Test Altospam’s solutions!
Thousands of companies, CTOs, CIOs, CISOs and IT managers already trust us to protect their e-mail against phishing, spear phishing, ransomware, …
What do you need to know about DMARC?
DMARC protocol details
The Domain-based Message Authentication Reporting and Conformance ( DMARC) standard is a protocol for protecting messaging domains. Its mission is to identify and divert e-mail spoofing techniques. These are used to compromise professional e-mail and for phishing. This is why the DMARC protocol is used to ensure the security and authenticity of corporate e-mail messages.
Introducing the DMARC standard
DMARC is an authentication, policy and reporting protocol used by organizations to protect their e-mail channels. Its role is to combat phishing and rogue e-mails. To do this, it authenticates email senders and gives indications to the recipient’s anti-spam software. It is defined by RFC 7489.
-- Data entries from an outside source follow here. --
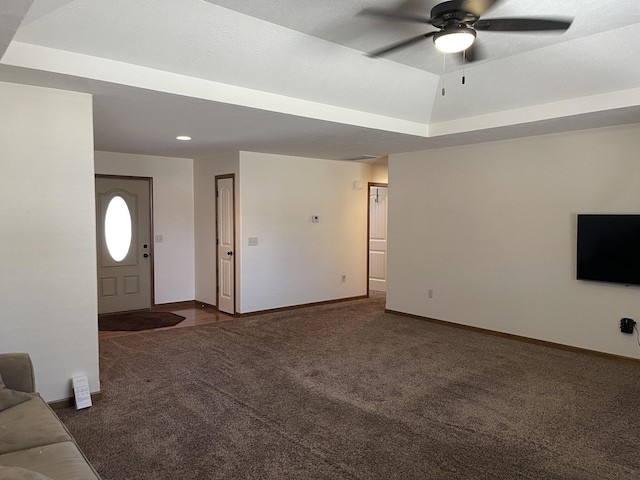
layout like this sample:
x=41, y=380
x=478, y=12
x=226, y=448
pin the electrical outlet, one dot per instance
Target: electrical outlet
x=626, y=325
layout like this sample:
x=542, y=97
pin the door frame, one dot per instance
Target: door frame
x=369, y=185
x=149, y=181
x=232, y=176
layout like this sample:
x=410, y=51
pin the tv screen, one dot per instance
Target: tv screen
x=609, y=248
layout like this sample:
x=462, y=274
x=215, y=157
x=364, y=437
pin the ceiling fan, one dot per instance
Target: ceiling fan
x=457, y=22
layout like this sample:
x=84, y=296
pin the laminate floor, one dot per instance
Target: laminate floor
x=194, y=314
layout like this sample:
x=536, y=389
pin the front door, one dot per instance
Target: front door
x=225, y=244
x=378, y=237
x=123, y=228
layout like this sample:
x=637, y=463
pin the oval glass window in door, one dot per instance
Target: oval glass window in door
x=117, y=228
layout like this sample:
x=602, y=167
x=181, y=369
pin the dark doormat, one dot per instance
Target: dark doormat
x=133, y=321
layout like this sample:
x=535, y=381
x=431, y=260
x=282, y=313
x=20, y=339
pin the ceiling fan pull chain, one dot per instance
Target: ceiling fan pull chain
x=464, y=63
x=444, y=70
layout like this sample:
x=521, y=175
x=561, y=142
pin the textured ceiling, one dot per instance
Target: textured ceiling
x=290, y=76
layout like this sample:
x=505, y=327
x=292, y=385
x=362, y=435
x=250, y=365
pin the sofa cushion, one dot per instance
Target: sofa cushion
x=30, y=424
x=10, y=398
x=62, y=461
x=19, y=473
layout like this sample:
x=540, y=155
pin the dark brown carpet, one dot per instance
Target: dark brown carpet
x=134, y=321
x=345, y=391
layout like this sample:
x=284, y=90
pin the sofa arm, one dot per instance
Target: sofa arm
x=17, y=372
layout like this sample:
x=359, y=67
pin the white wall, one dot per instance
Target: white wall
x=204, y=172
x=173, y=217
x=491, y=229
x=47, y=220
x=297, y=261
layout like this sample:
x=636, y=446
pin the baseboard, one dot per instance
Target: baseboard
x=200, y=304
x=303, y=305
x=519, y=338
x=70, y=402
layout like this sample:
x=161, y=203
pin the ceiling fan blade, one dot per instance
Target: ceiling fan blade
x=393, y=15
x=522, y=24
x=477, y=7
x=399, y=45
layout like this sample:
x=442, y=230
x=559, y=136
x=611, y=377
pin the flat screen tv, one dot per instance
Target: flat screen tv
x=609, y=248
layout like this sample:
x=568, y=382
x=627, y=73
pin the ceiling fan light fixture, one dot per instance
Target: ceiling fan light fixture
x=454, y=39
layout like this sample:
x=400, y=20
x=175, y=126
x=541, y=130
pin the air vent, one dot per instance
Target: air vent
x=362, y=157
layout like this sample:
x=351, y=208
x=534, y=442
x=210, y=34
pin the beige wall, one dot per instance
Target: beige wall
x=47, y=220
x=173, y=217
x=297, y=261
x=491, y=229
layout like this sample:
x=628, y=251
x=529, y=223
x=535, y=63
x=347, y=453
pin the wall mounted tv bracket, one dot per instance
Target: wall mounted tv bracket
x=626, y=325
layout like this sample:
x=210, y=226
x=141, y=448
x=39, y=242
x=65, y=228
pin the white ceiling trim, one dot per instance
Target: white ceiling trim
x=79, y=65
x=561, y=109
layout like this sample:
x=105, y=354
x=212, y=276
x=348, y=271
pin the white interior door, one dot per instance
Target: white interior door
x=225, y=245
x=378, y=202
x=123, y=228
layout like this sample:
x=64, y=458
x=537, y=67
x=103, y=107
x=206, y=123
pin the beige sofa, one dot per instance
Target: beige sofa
x=34, y=443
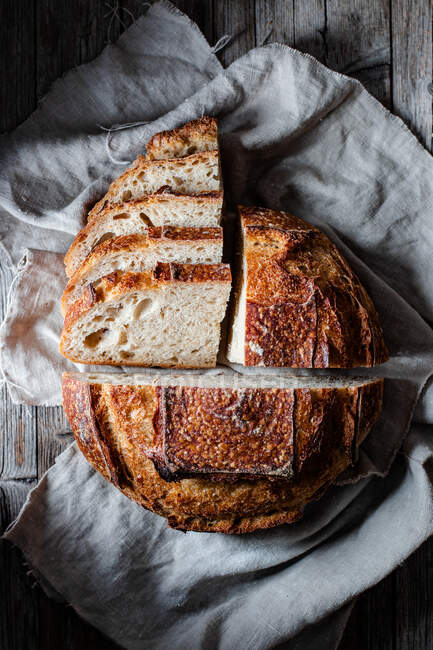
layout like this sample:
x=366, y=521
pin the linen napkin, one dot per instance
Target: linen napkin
x=294, y=136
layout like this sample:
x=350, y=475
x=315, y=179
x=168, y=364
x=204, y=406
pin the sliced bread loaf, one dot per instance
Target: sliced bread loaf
x=136, y=216
x=221, y=453
x=190, y=175
x=168, y=317
x=298, y=303
x=193, y=137
x=143, y=252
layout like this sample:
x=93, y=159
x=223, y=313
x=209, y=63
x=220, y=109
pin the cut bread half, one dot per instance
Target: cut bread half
x=136, y=216
x=190, y=175
x=143, y=252
x=193, y=137
x=168, y=317
x=221, y=453
x=298, y=303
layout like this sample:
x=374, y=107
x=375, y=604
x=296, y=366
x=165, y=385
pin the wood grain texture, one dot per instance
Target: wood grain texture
x=357, y=42
x=17, y=63
x=386, y=44
x=310, y=28
x=412, y=65
x=274, y=23
x=237, y=20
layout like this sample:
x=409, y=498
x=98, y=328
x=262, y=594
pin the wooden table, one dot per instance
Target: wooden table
x=387, y=45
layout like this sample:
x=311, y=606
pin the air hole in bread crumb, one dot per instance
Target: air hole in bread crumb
x=92, y=340
x=142, y=308
x=108, y=235
x=145, y=219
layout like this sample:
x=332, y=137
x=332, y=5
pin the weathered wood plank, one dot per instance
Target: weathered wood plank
x=237, y=20
x=358, y=43
x=274, y=23
x=413, y=600
x=71, y=33
x=372, y=622
x=51, y=423
x=412, y=65
x=17, y=63
x=18, y=612
x=310, y=28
It should be pointed out that the DMARC standard initially set up a system in which recipients and senders had a uniform technique for interpreting e-mails from domains supporting the SPF and DKIM protocols. This system enabled companies to share their policies on how to analyze authenticated e-mail. It also enabled receivers to send an authentication report to company mailboxes. This enabled them to improve and control their authentication system. In this way, unsolicited messages are blocked in the spam folders of the mailbox.
The aim of this initial standard was to develop a common standard for several companies. As a result of this experiment, the DMARC specification was published in January 2012 to protect your domain name from identity theft. Indirectly, this allows you to block emails that do not comply with your security policy, and to increase the deliverability of your legitimate emails.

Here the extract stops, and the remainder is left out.